Он, однако, знал, что Николай Иванович уехал к Нюсе Лариной, своей юной, красивой жене, матери маленького Юры: поздний ребенок – родился, когда Бухарину исполнилось сорок семь, копия отца, такой же лобастый, остроносенький, голубоглазый.
Отвечать по «вертушке», что редактора нет на месте, – невозможно: руководители партийных и правительственных ведомств могли разъезжаться по домам лишь после того, как товарищ Сталин отправится на дачу; обычно это бывает в два-три часа утра, когда на улицах нет людей, абсолютная гарантия безопасности во время переезда из Кремля за город.
Отец поэтому решил – от греха – уйти из кабинета, где стояла «вертушка». Тем более в типографии у дежурного редактора Макса Кривицкого возникли какие-то вопросы, есть отговорка: перед самим собой, не перед кем-то…
Вернулся он что-то около трех, лег на диван, положив под голову подушку-думку Николая Ивановича, – тот привез ее из Америки, спал на ней в тюрьме, куда его посадили в семнадцатом: не хотели пускать в Россию, знали, что этот человек может стать одной из пружин новой революции, страшились…
В три часа снова раздался звонок «вертушки». Голос был тот же, тихий, глухой:
– Алло, простите, что я вас так поздно тревожу, это Сталин говорит…
Отец, испытывая звенящую горделивую радость, сказал, что он счастлив слышать Иосифа Виссарионовича, какие указания, что следует сделать?
– Бухарина, видимо, в редакции уже нет?
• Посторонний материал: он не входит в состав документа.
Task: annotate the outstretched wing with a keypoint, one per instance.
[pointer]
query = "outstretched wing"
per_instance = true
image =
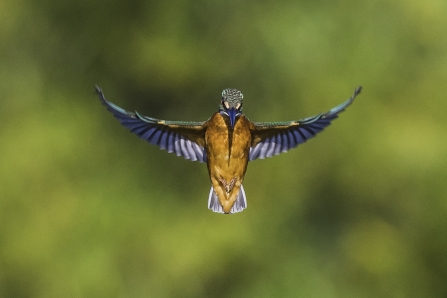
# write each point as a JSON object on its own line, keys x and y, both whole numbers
{"x": 185, "y": 139}
{"x": 273, "y": 138}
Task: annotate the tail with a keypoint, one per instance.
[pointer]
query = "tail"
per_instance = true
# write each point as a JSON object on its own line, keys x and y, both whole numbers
{"x": 239, "y": 205}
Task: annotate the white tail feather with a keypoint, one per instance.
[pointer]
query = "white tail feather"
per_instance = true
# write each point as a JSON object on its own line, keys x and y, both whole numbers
{"x": 239, "y": 205}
Пусть отдыхает… Тем более сегодня уже воскресенье… Ваша фамилия? Кто вы?
Отец ответил, что он помощник Бухарина, заместитель директора издательства «Известий».
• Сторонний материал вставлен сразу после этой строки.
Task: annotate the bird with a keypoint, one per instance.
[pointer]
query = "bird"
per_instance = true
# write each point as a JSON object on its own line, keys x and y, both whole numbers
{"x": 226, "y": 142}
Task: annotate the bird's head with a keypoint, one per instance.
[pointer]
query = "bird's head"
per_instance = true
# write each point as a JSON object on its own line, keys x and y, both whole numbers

– Вы в курсе той записки, которую Бухарин направил в Политбюро? – спросил Сталин.
– Мы готовили ее проект вместе с Василием Семеновичем Медведевым.
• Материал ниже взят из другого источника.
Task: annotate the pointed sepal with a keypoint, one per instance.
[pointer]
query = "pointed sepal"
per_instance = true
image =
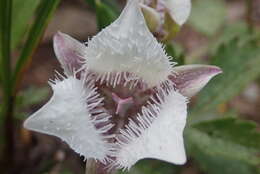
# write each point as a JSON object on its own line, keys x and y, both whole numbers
{"x": 128, "y": 46}
{"x": 190, "y": 79}
{"x": 69, "y": 52}
{"x": 68, "y": 116}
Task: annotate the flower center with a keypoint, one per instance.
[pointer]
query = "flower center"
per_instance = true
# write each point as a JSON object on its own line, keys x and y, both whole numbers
{"x": 123, "y": 102}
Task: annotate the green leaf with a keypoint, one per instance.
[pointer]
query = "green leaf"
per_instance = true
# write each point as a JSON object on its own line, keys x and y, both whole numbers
{"x": 240, "y": 62}
{"x": 225, "y": 146}
{"x": 232, "y": 129}
{"x": 105, "y": 14}
{"x": 176, "y": 52}
{"x": 5, "y": 50}
{"x": 229, "y": 32}
{"x": 23, "y": 11}
{"x": 207, "y": 16}
{"x": 32, "y": 96}
{"x": 44, "y": 13}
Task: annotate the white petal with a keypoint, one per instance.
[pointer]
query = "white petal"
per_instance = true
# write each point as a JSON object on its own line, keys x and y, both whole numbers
{"x": 179, "y": 10}
{"x": 128, "y": 46}
{"x": 69, "y": 52}
{"x": 67, "y": 116}
{"x": 158, "y": 133}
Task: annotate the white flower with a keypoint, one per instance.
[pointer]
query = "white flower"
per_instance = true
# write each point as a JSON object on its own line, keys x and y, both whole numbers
{"x": 121, "y": 99}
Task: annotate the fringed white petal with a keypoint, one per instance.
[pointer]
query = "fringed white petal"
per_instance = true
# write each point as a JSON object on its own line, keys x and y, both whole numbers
{"x": 69, "y": 52}
{"x": 128, "y": 46}
{"x": 68, "y": 116}
{"x": 179, "y": 10}
{"x": 158, "y": 133}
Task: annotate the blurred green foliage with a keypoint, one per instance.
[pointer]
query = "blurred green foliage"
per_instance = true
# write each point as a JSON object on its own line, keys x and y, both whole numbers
{"x": 207, "y": 16}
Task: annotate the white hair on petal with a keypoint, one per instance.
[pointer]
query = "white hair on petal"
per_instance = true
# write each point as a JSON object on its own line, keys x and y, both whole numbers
{"x": 128, "y": 46}
{"x": 157, "y": 133}
{"x": 75, "y": 114}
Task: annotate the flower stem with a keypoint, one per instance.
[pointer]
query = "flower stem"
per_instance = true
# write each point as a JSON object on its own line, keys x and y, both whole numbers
{"x": 95, "y": 167}
{"x": 91, "y": 167}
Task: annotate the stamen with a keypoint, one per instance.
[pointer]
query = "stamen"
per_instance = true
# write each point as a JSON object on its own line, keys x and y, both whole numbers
{"x": 122, "y": 104}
– А не Бухарин? – Сталин чуть усмехнулся.
– Николай Иванович попросил нас сделать лишь экономические расчеты, товарищ Сталин.
– Завтра в три часа приезжайте ко мне на дачу, вас встретят, передадите Бухарину и редколлегии мои соображения по поводу записки…
…Я отчетливо помню, как отец усадил меня в свой маленький «фордик» – подарок Серго Орджоникидзе за организацию выставки «Наши достижения к XVII партсъезду». Называли эту машину «для молодоженов с тещей», потому что впереди было два места для шофера и пассажира, а сзади откидывался багажничек, куда мог поместиться третий человек; вот журналисты и шутили: «Там будет сидеть теща с зонтиком, чтобы не промокли во время дождя», – «фордик»-то был открытый, без крыши…
…Через восемнадцать лет, в январе пятьдесят четвертого, когда приговор по делу отца, осужденного особым совещанием на десять лет тюремного заключения во Владимирском политическом изоляторе, был отменен и его вернули в Бутырку, меня вызвал полковник Мельников, ставший – во время переследствия – другом отца.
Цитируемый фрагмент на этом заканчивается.